Menurut Ketua Gapki, Timbas Ginting, naik turunnya harga CPO saat ini, selain karena pasar dunia, juga dipengaruhi oleh harga minyak mentah dunia. Karena tidak dipungkiri, pengangkutan CPO menggunakan kapal, yang notabene bahan bakarnya menggunakan minyak.
“Kalau saat ini, harga juga dipengaruhi oleh minyak mentah dunia. Naik harga minyak mentah, naik pula harga CPO, dan sebaliknya,” ujar Timbas.
Penurunan harga ini, juga berpengaruh pada harga penjualanan petani, terutama harga TBS (Tandan Buah Segar). “Kalau petani kan hanya menjual TBS, sedangkan pabrik yang menjual CPO,” ujar Wakil Sekretaris Asosiasi Petani Kelapa Sawit Indonesia (Apkasindo) Sumut, Taswin Kaflan.
Dirinya menjelaskan, naik turunnya ini tidak berpengaruh pada petani. Karena hal ini sudah sering terjadi, minimal setahun sekali. “Karena sesuai dengan pasar, jadi kita tidak sudah terbiasa. Walaupun kerugian yang kita rasakan nantinya adalah BK (Bea Keluar),” ujar nya.
Menurutnya, kerugian yang akan dialami oleh petani 2 kali. Pertama harga turun, dan kedua BK, walau yang membayar itu adalah pengusaha. “Tetapi BK itukan jadi cost produksi, jadi pasti harga beli kita yang diturunkan,” tambahnya.

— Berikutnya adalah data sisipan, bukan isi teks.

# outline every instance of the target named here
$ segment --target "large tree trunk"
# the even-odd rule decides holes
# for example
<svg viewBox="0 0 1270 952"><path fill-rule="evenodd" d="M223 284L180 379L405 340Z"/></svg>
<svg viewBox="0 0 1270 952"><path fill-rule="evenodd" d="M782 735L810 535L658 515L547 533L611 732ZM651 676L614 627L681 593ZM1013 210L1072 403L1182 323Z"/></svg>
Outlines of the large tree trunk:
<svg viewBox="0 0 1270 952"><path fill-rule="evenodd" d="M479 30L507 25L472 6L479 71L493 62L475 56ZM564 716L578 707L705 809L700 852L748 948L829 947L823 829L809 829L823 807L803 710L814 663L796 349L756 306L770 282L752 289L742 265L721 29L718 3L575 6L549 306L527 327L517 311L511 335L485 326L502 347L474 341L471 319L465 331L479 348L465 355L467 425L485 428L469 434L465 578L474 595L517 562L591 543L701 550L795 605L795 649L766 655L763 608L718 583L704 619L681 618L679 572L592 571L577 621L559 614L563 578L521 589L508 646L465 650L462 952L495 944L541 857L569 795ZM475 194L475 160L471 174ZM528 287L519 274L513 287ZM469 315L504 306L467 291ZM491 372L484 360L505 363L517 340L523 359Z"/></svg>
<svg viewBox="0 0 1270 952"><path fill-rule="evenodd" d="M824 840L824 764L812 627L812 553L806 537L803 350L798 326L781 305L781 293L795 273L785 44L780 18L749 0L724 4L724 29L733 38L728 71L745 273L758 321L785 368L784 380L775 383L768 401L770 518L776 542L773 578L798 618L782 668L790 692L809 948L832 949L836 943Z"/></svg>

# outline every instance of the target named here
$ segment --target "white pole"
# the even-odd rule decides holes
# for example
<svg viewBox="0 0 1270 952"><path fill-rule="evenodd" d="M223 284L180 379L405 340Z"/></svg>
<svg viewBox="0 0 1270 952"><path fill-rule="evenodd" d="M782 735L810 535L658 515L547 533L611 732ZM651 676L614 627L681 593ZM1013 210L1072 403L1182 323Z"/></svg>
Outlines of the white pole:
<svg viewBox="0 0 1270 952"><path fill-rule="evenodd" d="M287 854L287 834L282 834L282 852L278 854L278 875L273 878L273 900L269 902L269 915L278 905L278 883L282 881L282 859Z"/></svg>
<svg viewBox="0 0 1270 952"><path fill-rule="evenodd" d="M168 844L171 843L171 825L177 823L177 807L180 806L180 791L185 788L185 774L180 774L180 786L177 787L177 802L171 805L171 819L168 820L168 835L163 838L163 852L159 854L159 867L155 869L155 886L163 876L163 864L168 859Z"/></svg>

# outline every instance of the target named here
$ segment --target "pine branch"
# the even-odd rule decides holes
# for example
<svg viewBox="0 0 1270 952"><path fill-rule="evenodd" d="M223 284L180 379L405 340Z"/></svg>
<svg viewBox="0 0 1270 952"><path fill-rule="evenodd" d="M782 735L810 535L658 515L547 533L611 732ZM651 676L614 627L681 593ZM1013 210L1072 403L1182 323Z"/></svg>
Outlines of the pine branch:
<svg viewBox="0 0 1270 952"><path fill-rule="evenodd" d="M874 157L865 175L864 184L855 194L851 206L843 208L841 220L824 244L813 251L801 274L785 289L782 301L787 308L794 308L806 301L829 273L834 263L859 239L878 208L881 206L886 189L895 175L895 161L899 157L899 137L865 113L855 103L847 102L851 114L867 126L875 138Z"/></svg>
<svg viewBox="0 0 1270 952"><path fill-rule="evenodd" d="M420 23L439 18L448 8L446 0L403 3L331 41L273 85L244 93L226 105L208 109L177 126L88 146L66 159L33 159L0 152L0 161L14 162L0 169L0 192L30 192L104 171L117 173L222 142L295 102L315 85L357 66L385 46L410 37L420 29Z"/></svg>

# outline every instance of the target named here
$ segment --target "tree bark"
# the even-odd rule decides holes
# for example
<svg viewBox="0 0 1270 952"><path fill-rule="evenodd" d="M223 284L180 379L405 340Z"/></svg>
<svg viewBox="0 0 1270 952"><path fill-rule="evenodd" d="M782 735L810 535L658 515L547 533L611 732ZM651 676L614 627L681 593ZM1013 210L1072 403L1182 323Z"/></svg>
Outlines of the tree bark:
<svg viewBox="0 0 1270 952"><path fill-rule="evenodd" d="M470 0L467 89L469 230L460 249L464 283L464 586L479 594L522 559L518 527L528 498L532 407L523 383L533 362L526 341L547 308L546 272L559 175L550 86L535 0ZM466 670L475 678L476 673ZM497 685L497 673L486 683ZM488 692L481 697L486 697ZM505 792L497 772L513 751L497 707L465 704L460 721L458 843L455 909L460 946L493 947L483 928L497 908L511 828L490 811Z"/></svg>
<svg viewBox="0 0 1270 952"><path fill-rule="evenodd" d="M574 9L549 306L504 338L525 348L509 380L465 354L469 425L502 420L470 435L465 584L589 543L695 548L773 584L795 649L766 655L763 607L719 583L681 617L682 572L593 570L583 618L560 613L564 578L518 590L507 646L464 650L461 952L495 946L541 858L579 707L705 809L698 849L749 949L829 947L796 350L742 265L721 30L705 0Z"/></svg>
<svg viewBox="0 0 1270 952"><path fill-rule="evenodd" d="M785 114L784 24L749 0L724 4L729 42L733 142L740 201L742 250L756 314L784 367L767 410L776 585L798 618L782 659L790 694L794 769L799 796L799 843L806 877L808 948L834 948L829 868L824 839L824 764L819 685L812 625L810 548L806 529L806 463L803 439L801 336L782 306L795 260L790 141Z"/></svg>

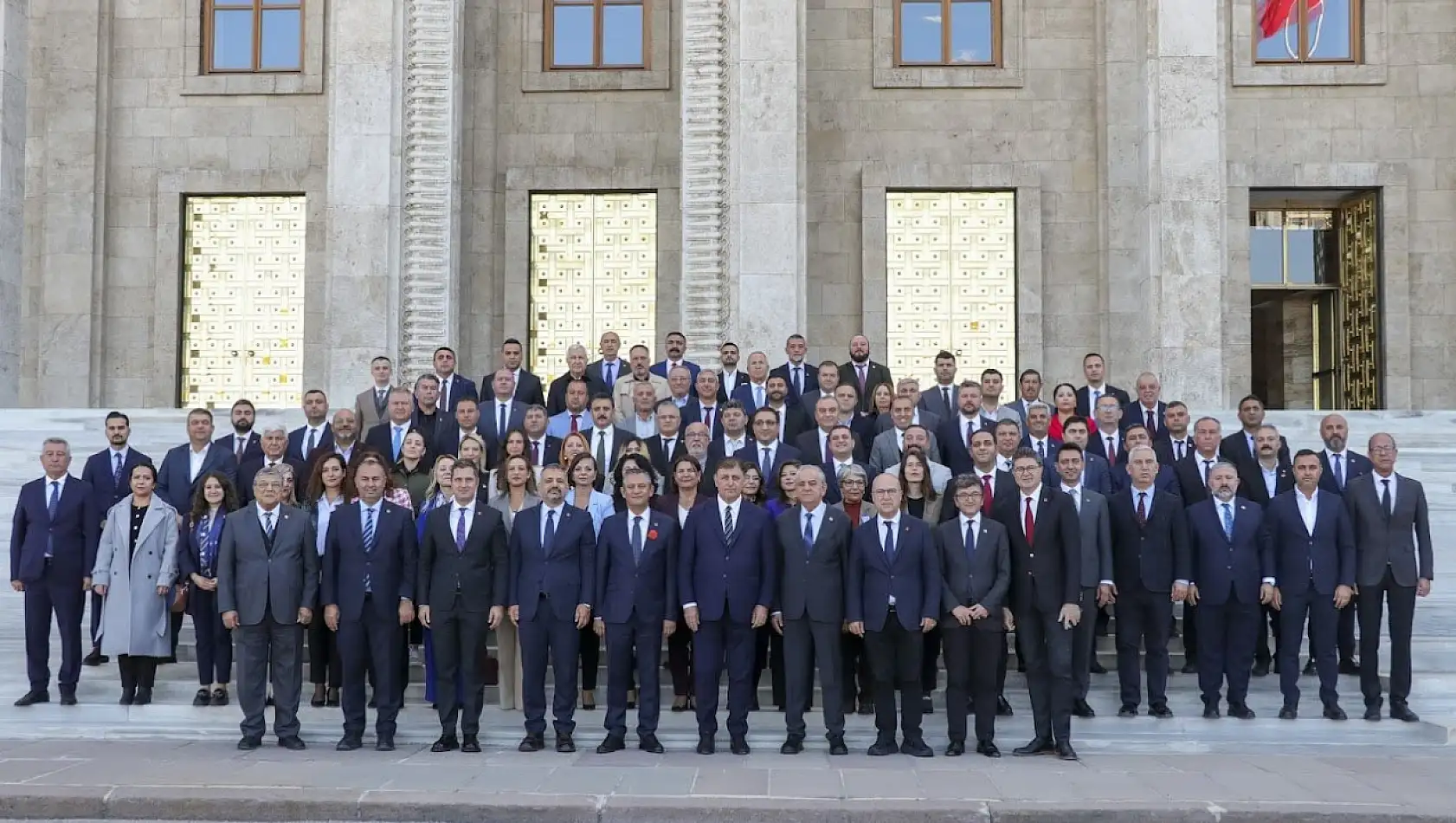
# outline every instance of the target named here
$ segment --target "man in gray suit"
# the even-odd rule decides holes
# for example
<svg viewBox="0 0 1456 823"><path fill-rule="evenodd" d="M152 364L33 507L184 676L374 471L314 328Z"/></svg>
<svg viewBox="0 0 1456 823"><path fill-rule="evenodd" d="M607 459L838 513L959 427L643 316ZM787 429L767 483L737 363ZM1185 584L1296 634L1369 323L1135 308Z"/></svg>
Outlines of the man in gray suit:
<svg viewBox="0 0 1456 823"><path fill-rule="evenodd" d="M237 644L237 705L243 739L262 746L264 704L272 676L278 746L298 752L298 696L303 692L303 632L319 594L319 552L309 516L282 505L282 470L253 478L253 505L229 514L217 548L217 607Z"/></svg>
<svg viewBox="0 0 1456 823"><path fill-rule="evenodd" d="M1420 718L1411 695L1411 623L1415 599L1431 593L1431 524L1425 489L1395 473L1395 437L1370 437L1374 470L1345 485L1345 507L1356 533L1356 602L1360 621L1360 690L1366 720L1380 720L1380 606L1390 609L1390 717Z"/></svg>
<svg viewBox="0 0 1456 823"><path fill-rule="evenodd" d="M1057 475L1061 476L1061 491L1072 495L1077 507L1077 521L1082 524L1082 612L1091 615L1096 607L1115 600L1112 588L1112 526L1107 519L1107 498L1082 485L1082 447L1063 443L1057 449ZM1096 647L1096 621L1082 621L1072 629L1072 682L1077 699L1072 714L1096 717L1088 705L1088 688L1092 685L1091 670Z"/></svg>

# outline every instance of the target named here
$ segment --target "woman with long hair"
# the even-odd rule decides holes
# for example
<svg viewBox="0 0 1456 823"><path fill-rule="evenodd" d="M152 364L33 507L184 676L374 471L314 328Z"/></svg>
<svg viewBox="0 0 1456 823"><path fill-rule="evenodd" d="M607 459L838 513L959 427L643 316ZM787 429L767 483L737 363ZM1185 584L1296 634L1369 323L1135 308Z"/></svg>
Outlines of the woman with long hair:
<svg viewBox="0 0 1456 823"><path fill-rule="evenodd" d="M221 472L207 472L197 484L192 510L178 542L178 577L188 581L186 613L197 635L197 695L194 706L226 706L233 674L233 634L217 609L217 546L227 514L237 510L237 491Z"/></svg>
<svg viewBox="0 0 1456 823"><path fill-rule="evenodd" d="M92 587L105 597L102 654L121 670L121 705L147 705L157 661L170 653L178 577L178 510L153 494L157 469L131 468L131 494L106 513Z"/></svg>
<svg viewBox="0 0 1456 823"><path fill-rule="evenodd" d="M348 462L342 454L325 454L313 463L313 475L304 489L304 508L309 511L309 527L313 548L320 562L329 536L329 519L333 510L354 497L349 485ZM323 583L319 583L322 603ZM313 683L313 706L339 705L339 688L344 685L344 663L339 660L339 645L333 632L323 621L309 623L309 682Z"/></svg>

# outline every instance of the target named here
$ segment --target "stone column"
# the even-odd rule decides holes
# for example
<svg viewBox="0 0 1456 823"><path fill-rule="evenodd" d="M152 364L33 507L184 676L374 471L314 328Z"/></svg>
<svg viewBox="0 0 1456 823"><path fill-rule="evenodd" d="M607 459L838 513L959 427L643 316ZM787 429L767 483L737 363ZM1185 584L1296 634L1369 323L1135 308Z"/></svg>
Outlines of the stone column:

Taswin juga menjelaskan, selain karena krisis moneter, turunnya harga juga disebabkan sedikitnya permintaan oleh buyer, karena panen raya dinegara mereka. “Kalau panen raya, seperti bunga matahari, gandum, dan lainnya. Minyak sawit diganti dengan minyak tersebut. Jadi permintaan turun, sehingga harga juga menurun.” Tutupnya. (ram)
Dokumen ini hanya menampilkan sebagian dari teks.